Ambassador of Bangladesh to Italy
- In office 5 September 1986 – 14 February 1993
- Preceded by: Reaz Rahman
- Succeeded by: Khurshid Hamid

Personal details
- Born: 26 December 1942 Jhenaidah, Bengal Province, British India
- Died: 29 November 2023 (aged 80) Dhaka, Bangladesh
- Party: Awami League

= Waliur Rahman =

Bangladeshi diplomat and politician

Waliur Rahman (26 December 1942 – 29 November 2023) was a Bangladeshi diplomat serving as an ambassador of Bangladesh to Italy during 1986–1993.

==Background==
Waliur Rahman was born on 26 December 1942 in Kancherkol village in Shailkupa of Jhenaidah district in the then British India. His great-grandfather was a close associate of Haji Shariatullah, the leader of the Faraizi movement.

== Career ==

After graduation, Rahman joined the Ministry of Foreign Affairs of Pakistan in 1966. In 1968, he was first posted in Delhi and later in Kolkata. But finally, he was sent to Indonesia. His colleagues in Jakarta were Humayun Rashid Chowdhury and Shah A M S Kibria. He was then transferred to Switzerland.

Rahman resigned from Pakistan Government in 1971 and set up Bangladesh Mission for Bangladesh government in exile as a refugee for 9 months.
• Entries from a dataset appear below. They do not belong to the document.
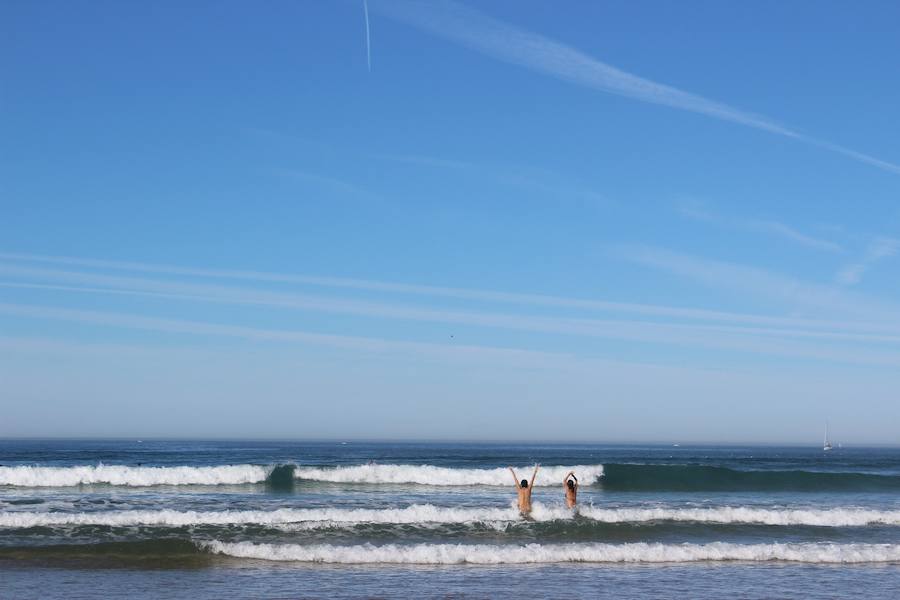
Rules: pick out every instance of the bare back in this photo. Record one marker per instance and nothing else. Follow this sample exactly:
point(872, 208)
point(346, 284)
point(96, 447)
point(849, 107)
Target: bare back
point(570, 486)
point(524, 499)
point(523, 489)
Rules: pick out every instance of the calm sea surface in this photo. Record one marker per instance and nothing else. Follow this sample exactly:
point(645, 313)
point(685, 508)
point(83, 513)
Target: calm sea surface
point(160, 519)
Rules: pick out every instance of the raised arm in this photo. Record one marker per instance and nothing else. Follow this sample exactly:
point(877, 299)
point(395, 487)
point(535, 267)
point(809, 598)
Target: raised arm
point(534, 475)
point(515, 479)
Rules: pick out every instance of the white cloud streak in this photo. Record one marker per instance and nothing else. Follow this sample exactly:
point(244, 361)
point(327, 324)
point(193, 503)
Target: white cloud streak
point(440, 292)
point(774, 228)
point(511, 44)
point(766, 341)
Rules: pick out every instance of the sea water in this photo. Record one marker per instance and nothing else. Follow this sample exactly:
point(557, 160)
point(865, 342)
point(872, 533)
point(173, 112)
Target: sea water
point(215, 519)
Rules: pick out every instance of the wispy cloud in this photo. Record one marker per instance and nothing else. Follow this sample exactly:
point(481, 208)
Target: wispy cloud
point(773, 228)
point(511, 44)
point(771, 341)
point(879, 249)
point(515, 298)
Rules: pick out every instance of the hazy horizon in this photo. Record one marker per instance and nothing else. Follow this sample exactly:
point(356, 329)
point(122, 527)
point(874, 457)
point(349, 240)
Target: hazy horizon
point(442, 220)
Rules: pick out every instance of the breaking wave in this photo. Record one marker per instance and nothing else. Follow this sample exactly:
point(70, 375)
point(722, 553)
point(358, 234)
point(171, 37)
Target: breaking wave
point(27, 476)
point(440, 554)
point(281, 475)
point(444, 476)
point(428, 513)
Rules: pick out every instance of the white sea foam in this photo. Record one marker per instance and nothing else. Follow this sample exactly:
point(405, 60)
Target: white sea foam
point(560, 553)
point(830, 517)
point(26, 476)
point(417, 513)
point(310, 518)
point(444, 476)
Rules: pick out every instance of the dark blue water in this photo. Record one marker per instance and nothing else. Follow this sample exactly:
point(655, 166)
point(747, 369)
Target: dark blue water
point(274, 519)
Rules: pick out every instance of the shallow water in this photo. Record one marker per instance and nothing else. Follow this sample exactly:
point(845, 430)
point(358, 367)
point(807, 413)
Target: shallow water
point(284, 519)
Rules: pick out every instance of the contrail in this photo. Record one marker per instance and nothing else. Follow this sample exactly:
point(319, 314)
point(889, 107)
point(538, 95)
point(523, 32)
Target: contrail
point(368, 41)
point(501, 41)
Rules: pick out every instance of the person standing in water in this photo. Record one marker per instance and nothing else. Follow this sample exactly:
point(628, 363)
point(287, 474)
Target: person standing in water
point(570, 486)
point(523, 488)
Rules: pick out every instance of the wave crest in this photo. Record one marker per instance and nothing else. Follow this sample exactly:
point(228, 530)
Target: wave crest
point(444, 476)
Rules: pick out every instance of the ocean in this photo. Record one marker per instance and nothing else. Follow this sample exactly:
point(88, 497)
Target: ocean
point(267, 519)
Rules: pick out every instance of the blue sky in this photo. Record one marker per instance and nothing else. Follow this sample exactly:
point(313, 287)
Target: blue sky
point(620, 221)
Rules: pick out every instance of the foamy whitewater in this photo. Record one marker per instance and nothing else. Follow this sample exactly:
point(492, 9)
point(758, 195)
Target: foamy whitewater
point(427, 513)
point(442, 476)
point(33, 476)
point(441, 520)
point(481, 554)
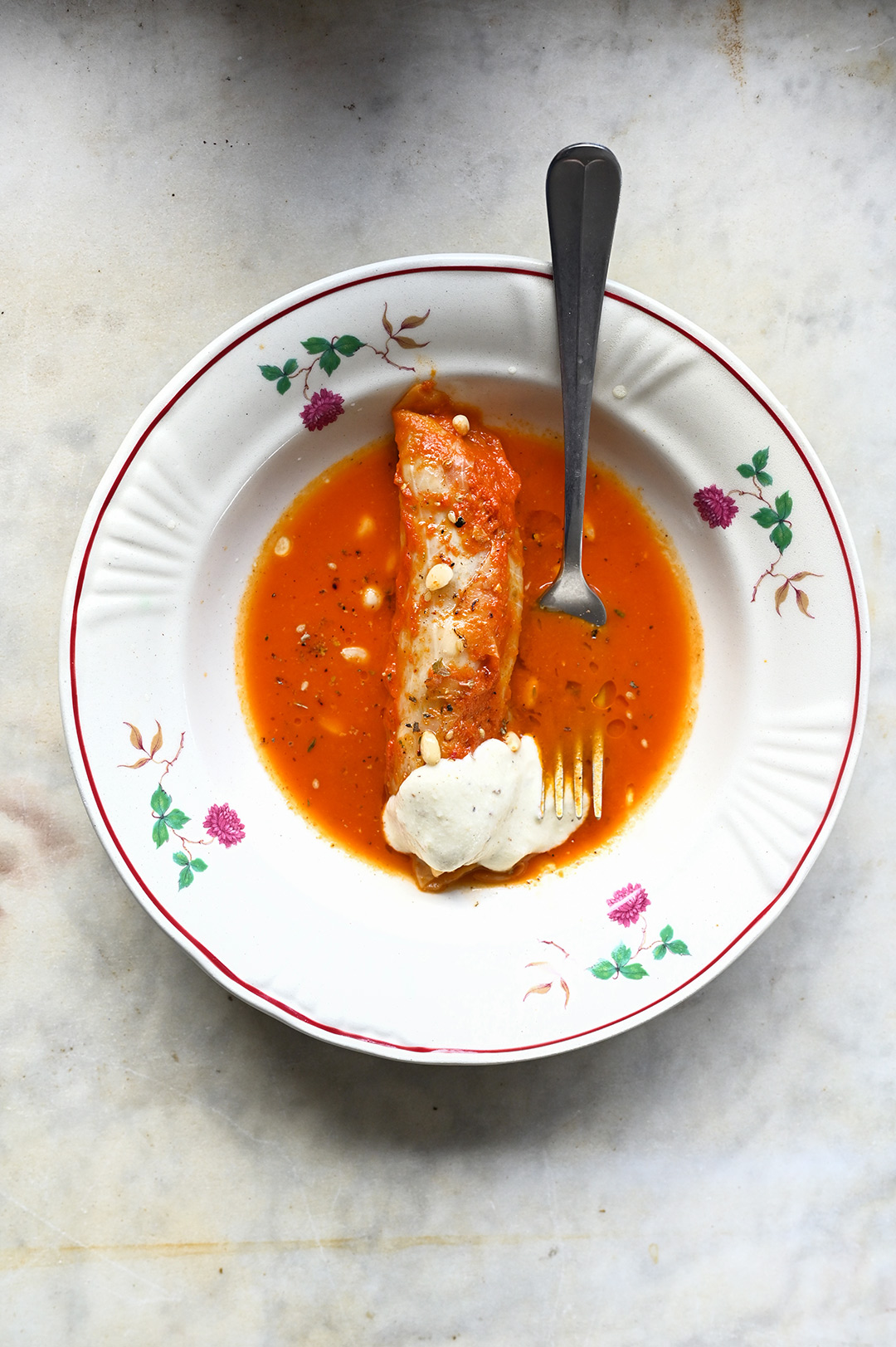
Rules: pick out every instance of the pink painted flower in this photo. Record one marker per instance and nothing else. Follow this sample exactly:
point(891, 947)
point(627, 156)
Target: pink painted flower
point(627, 904)
point(714, 507)
point(224, 823)
point(322, 408)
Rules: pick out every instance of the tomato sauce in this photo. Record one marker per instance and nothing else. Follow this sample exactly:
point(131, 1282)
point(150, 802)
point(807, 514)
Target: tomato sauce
point(314, 640)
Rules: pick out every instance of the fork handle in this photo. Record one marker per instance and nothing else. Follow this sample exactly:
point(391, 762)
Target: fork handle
point(582, 198)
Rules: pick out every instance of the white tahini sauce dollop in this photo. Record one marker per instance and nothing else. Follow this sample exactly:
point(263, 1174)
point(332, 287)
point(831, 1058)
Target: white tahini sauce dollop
point(479, 810)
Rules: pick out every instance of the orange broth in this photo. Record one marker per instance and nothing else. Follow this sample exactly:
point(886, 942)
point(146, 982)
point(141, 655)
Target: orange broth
point(319, 717)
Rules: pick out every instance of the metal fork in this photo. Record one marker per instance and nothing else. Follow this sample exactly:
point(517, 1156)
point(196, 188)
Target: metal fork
point(582, 200)
point(555, 780)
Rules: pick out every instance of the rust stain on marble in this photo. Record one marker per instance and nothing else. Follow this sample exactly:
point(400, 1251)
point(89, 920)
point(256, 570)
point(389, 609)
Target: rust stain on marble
point(64, 1254)
point(30, 832)
point(729, 21)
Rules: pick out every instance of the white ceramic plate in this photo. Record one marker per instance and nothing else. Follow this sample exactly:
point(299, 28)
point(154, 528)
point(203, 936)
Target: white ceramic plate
point(349, 953)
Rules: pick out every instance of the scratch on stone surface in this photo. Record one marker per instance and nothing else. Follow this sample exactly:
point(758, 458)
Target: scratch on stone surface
point(731, 38)
point(77, 1252)
point(36, 1257)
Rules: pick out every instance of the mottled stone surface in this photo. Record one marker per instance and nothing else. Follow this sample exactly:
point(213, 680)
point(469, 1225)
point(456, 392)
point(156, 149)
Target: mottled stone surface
point(175, 1167)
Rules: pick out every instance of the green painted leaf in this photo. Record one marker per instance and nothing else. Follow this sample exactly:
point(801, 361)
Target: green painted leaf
point(782, 536)
point(329, 361)
point(347, 345)
point(766, 518)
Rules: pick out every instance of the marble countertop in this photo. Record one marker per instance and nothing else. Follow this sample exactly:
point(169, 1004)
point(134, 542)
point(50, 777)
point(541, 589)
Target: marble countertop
point(179, 1167)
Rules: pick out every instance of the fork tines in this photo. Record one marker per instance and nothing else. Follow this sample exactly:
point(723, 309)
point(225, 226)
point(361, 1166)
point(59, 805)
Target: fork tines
point(557, 780)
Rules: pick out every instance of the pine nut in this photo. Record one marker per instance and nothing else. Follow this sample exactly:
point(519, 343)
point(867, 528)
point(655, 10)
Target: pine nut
point(438, 577)
point(430, 750)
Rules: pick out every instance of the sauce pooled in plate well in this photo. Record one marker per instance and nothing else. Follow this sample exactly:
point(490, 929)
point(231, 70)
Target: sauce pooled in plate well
point(314, 640)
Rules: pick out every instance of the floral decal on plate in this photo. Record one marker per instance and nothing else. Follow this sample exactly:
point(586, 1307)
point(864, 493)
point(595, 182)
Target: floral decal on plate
point(324, 406)
point(222, 822)
point(718, 508)
point(627, 907)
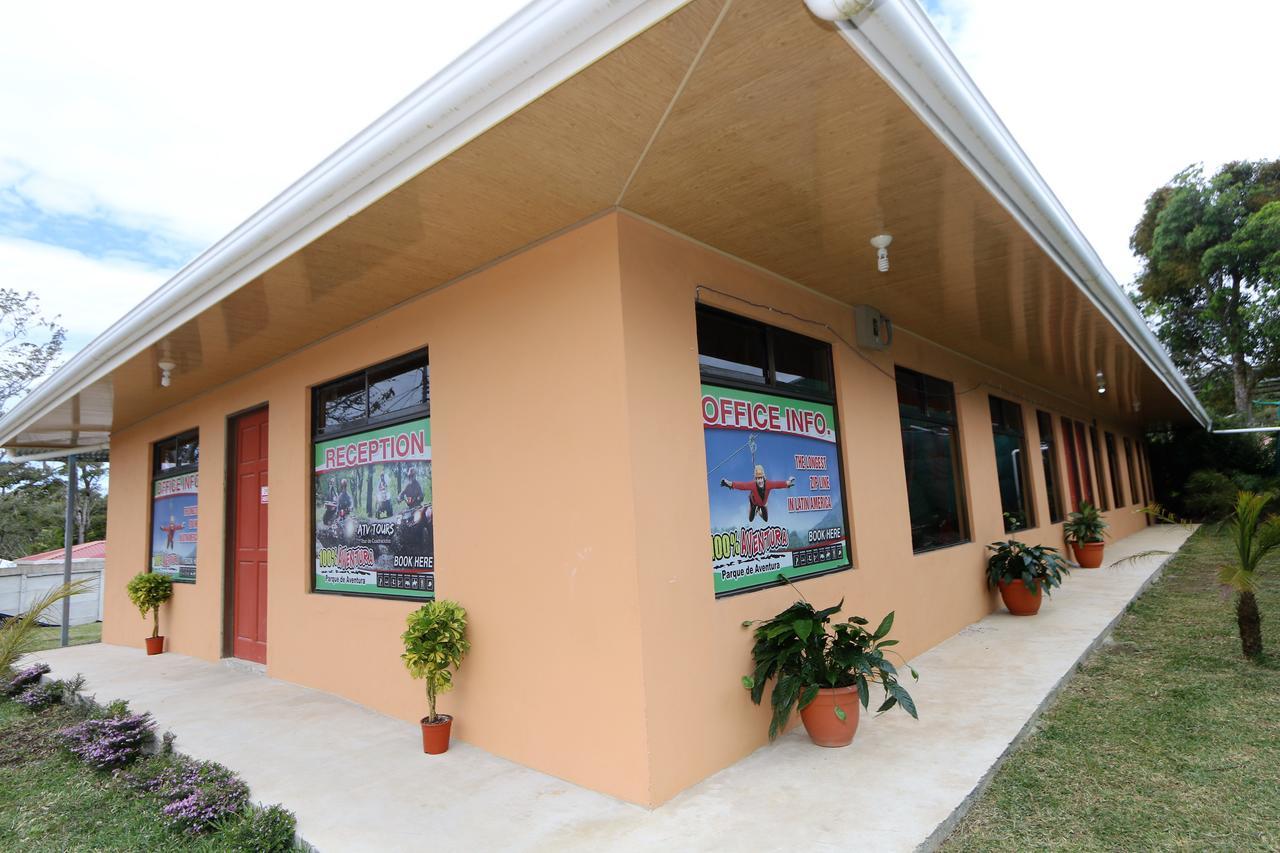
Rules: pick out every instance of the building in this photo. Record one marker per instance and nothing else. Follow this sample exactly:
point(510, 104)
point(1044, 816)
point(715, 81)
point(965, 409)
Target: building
point(28, 578)
point(597, 269)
Rahman was the chairman of Bangladesh Heritage Foundation which he had founded. He served as Special Envoy of Prime Minister Sheikh Hasina during 1997-1998. He was an Executive Director of Bangladesh Institute of Law and International Affairs (BILIA). He was a member of the think tank, the International Institute for Strategic Studies (IISS).

Rahman wrote his autobiographical book, Diplomatic World, Forgotten War, Forgotten Genocide and Brief History of the Framing of the International Crimes (Tribunals) Act, 1973., and Pakistan on the Brink: A Civilizational Quest.

== Death ==
On 29 November 2023, Rahman died of cardiac arrest at LabAid Hospital in Dhaka.